1919 -stained glass window or clock debate

Uplowman War memorial: Stained glass windows stands in way of public clock at Church -1919

“At a parishioners meeting, following the election of Parish Council, Mr C W
Rabjohns endeavored to reopen the question of the form of the war memorial at Uplowman should take. He said at the former meeting this year they were misled as to the cost of a clock for the church tower, which led many who would have supported that proposal to vote for the vicar’s suggestion of a stained glass window.he, Mr Rabjohn had ascertained from an Exeter firm that the cost of a clock would only be about £110, whereas the figure previously quoted by the vicar was £400 or more. If it was decided to have a clock he, Mr Rabjohn would give £20 towards it and do all the necessary hauling; and he would also give a piece of ground 150ft long and 50ft wide for the extension of the churchyard –applause!

The vicar (Rev. H Germon) said the parish had practically unanimously decided on a stained glass window and tablet, some of the money had been collected for that object and he could not allow the question to be reopened.
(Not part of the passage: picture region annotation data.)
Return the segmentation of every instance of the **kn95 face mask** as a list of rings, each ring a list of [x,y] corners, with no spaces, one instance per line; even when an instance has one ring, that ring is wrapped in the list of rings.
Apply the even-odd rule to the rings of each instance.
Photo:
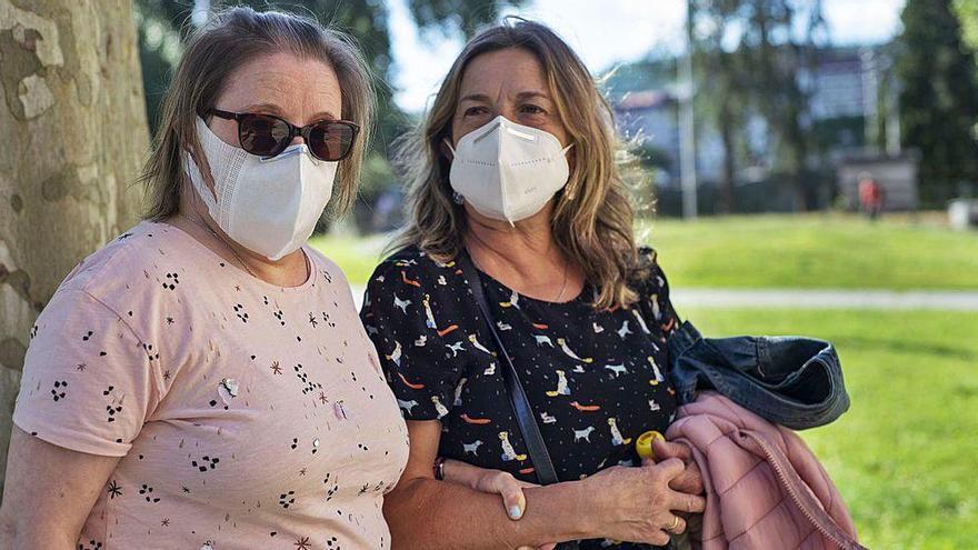
[[[502,116],[452,148],[449,182],[480,214],[515,223],[539,212],[567,184],[567,151],[552,133]]]
[[[270,260],[309,239],[332,194],[337,162],[315,158],[305,143],[263,158],[224,143],[197,119],[197,134],[213,176],[211,192],[184,152],[184,169],[218,227],[242,247]]]

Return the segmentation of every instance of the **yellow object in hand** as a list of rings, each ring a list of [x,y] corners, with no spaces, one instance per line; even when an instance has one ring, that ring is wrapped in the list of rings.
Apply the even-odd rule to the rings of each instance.
[[[652,451],[652,441],[657,439],[665,440],[666,438],[656,430],[649,430],[639,436],[635,440],[635,450],[638,452],[638,456],[642,459],[656,460],[656,453]]]

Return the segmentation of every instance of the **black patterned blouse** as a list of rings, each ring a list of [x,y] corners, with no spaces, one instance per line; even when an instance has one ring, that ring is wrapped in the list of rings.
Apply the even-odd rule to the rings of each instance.
[[[678,319],[655,252],[641,256],[650,274],[637,290],[647,308],[596,310],[590,284],[569,302],[536,300],[480,273],[562,481],[638,464],[635,439],[665,433],[672,420],[665,341]],[[400,251],[373,272],[360,316],[405,418],[441,421],[440,456],[537,482],[491,334],[455,262]]]

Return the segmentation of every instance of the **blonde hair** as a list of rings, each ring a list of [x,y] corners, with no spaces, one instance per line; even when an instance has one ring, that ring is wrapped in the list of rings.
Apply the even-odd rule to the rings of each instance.
[[[330,201],[336,214],[347,212],[357,194],[360,167],[372,127],[375,93],[370,72],[352,39],[317,21],[280,11],[234,7],[214,14],[187,43],[173,80],[163,96],[160,124],[140,181],[147,188],[143,218],[164,220],[180,211],[184,189],[183,151],[190,151],[209,177],[210,167],[197,139],[197,117],[214,107],[233,72],[258,57],[288,51],[322,61],[340,84],[340,117],[360,126],[352,152],[339,162]]]
[[[445,139],[451,139],[469,62],[506,48],[522,48],[537,57],[557,114],[573,143],[576,162],[567,186],[555,198],[553,240],[598,289],[596,308],[629,306],[638,298],[629,281],[643,278],[647,269],[639,264],[635,213],[616,163],[620,146],[611,108],[570,47],[546,26],[521,18],[507,18],[466,44],[425,121],[400,141],[396,163],[408,180],[409,224],[391,249],[418,246],[432,258],[449,261],[463,248],[466,212],[451,199],[451,163],[440,148]]]

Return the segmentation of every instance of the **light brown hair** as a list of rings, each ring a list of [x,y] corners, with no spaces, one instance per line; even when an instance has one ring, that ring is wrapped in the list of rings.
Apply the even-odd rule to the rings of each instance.
[[[140,181],[147,188],[146,219],[164,220],[180,211],[183,151],[193,153],[206,178],[210,167],[197,139],[199,113],[214,107],[233,72],[258,57],[288,51],[332,68],[340,84],[340,117],[362,129],[352,152],[339,162],[330,210],[342,214],[357,194],[360,166],[372,127],[375,93],[370,72],[353,41],[317,21],[281,11],[228,8],[190,34],[163,96],[160,124]]]
[[[575,159],[567,186],[553,199],[553,240],[598,289],[596,308],[628,306],[638,298],[629,281],[645,274],[635,244],[635,213],[617,164],[622,148],[612,110],[583,62],[553,31],[521,18],[507,18],[472,38],[456,59],[421,123],[398,147],[397,164],[407,178],[409,224],[391,249],[418,246],[439,261],[463,248],[466,211],[452,200],[450,160],[441,143],[451,140],[451,121],[462,76],[476,57],[522,48],[540,62]]]

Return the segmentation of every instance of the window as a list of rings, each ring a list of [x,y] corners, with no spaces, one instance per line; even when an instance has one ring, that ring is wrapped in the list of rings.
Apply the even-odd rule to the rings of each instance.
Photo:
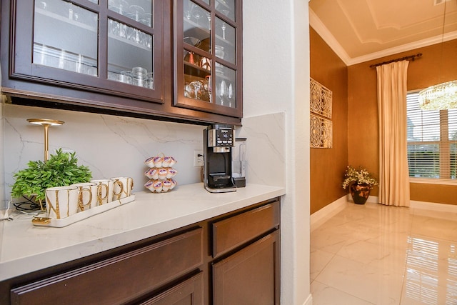
[[[456,179],[457,109],[422,110],[418,97],[406,97],[409,176]]]

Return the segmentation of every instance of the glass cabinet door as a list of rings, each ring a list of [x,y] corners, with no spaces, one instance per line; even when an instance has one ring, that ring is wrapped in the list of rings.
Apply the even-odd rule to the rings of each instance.
[[[32,63],[97,76],[98,14],[62,0],[36,1],[34,11]]]
[[[241,117],[241,3],[176,0],[175,6],[175,105]]]
[[[11,75],[163,103],[162,5],[154,0],[16,0],[20,38],[11,51]]]

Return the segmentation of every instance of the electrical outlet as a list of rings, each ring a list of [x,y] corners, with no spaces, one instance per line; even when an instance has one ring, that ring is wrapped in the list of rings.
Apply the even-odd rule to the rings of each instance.
[[[204,166],[203,151],[194,151],[194,167]]]

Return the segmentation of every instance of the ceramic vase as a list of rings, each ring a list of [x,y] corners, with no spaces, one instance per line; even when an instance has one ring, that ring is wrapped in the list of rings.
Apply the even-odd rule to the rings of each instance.
[[[350,189],[354,204],[365,204],[370,196],[371,187],[368,184],[353,184],[351,185]]]

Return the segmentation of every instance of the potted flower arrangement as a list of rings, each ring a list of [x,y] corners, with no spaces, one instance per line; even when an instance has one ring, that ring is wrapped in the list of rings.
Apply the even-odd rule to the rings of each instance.
[[[366,169],[359,166],[358,170],[356,170],[350,165],[348,166],[342,186],[344,189],[349,186],[351,196],[355,204],[364,204],[370,196],[370,191],[375,185],[378,185],[378,181]]]
[[[46,189],[54,186],[64,186],[79,182],[88,182],[92,174],[88,166],[78,166],[74,152],[56,151],[46,161],[30,161],[29,167],[14,174],[16,179],[11,188],[11,196],[15,198],[34,196],[35,202],[40,204],[46,197]]]

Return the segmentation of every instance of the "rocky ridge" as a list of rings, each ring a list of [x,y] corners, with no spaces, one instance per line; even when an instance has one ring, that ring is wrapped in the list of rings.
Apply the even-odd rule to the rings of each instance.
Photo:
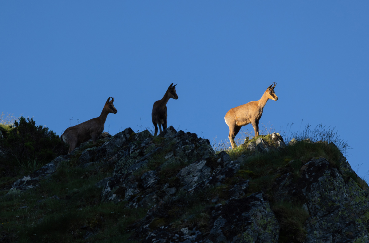
[[[148,209],[130,226],[138,242],[278,242],[286,237],[283,242],[369,242],[369,194],[347,176],[355,173],[344,157],[335,165],[324,158],[286,161],[273,179],[271,195],[255,191],[245,163],[283,151],[283,138],[273,133],[270,141],[259,138],[244,146],[248,152],[232,160],[224,151],[215,155],[209,141],[194,133],[170,127],[153,137],[127,128],[58,157],[15,182],[9,193],[38,186],[63,162],[113,167],[112,176],[96,190],[103,202]],[[284,201],[298,202],[307,215],[300,236],[286,232],[273,209]]]

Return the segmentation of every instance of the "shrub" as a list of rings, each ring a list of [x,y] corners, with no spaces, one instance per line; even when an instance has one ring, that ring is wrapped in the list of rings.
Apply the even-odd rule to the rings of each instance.
[[[6,160],[13,165],[22,166],[33,161],[44,165],[66,154],[66,146],[59,136],[48,127],[36,125],[33,118],[21,116],[10,127],[0,140],[0,146],[6,155]]]

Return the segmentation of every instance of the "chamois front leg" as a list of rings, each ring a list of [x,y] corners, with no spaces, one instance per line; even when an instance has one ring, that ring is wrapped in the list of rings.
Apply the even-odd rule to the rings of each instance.
[[[156,136],[158,134],[158,124],[157,123],[154,123],[154,126],[155,127],[155,134],[154,136]],[[159,126],[160,126],[160,124],[159,124]]]
[[[164,120],[164,122],[163,123],[163,130],[164,131],[166,129],[166,120]]]
[[[259,121],[256,120],[252,120],[251,121],[251,124],[254,128],[254,131],[255,132],[255,137],[256,138],[259,136]]]
[[[232,148],[234,148],[237,147],[237,145],[236,145],[236,143],[234,142],[234,128],[235,125],[232,126],[230,125],[229,126],[230,127],[230,134],[228,136],[228,138],[229,138],[230,141],[231,142],[231,146],[232,146]]]
[[[69,154],[73,150],[76,148],[77,147],[77,144],[78,143],[78,141],[76,140],[72,140],[69,142],[69,149],[68,151],[68,154]]]
[[[92,143],[94,144],[96,143],[96,141],[97,140],[97,134],[94,133],[91,134],[91,139],[92,140]]]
Mr Rabjohns said the window question had been granted.  A clock would be a benefit to the whole neighbourhood.

Mr Chave said the position of the church tower was rather bad for a clock.

The vicar said it stands far back from the road and is hidden by trees.

Mr Rabjohns said nearly all the parish could hear the clock strike.

The vicar said they could not satisfy all in a matter like this.

A parishioner said the church was dark enough as it was and would be further darkened by another stained glass window.

Mr Rabjohns: We were misled as to the cost of a clock.”